The tedious steps in the middle of the solution process may obscure what’s happening between the first and last step; the hard part in the middle grabs our attention. But the big picture is that series solution process transforms a **differential equation** for a function *y*(*x*) into a **recurrence relation** for the coefficients in the power series for *y*. We turn a continuous problem into a discrete problem, a hard problem into an easy problem.

To look at an example, consider Airy’s equation:

*y*” – *xy* = 0.

I won’t go into all the details of the solution process—my claim above is that these details obscure the transformation I want to emphasize—but skip from the first to the last step.

If you assume *y* has a power series at 0 with coefficients *a*_{n}, then we find that the coefficients satisfy the recurrence relation

(*n* + 2)(*n* + 1)*a*_{n+2} = *a*_{n-1}

for *n* ≥ 1. Initial conditions determine *a*_{0} and *a*_{1}, and it turns out *a*_{2} must be 0. The recurrence relation shows how these three coefficients determine all the other coefficients.

## Holonomic functions and sequences

There’s something interesting going on here, a sort of functor mapping differential equations to recurrence relations.
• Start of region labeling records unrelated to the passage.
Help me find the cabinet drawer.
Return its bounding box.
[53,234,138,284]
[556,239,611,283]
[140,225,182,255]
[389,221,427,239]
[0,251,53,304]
If we restrict ourselves to differential equations and recurrence relations with polynomial coefficients, we get into the realm of holonomic functions.

A **holonomic function** is one that satisfies a linear differential equation with polynomial coefficients. A **holonomic sequence** is a sequence that satisfies a linear recurrence relation with polynomial coefficients. Holonomic functions are the generating functions for holonomic sequences.

Holonomic functions are interesting for a variety of reasons. They’re a large enough class of functions to include many functions of interest, like most special functions from analysis and a lot of generating functions from combinatorics. And yet they’re a small enough class to have nice properties, such as closure under addition and multiplication.

Holonomic functions are determined by a finite list of numbers, the coefficients of the polynomials in their defining differential equation. This means they’re really useful in computer algebra because common operations ultimately map one finite set of numbers to another.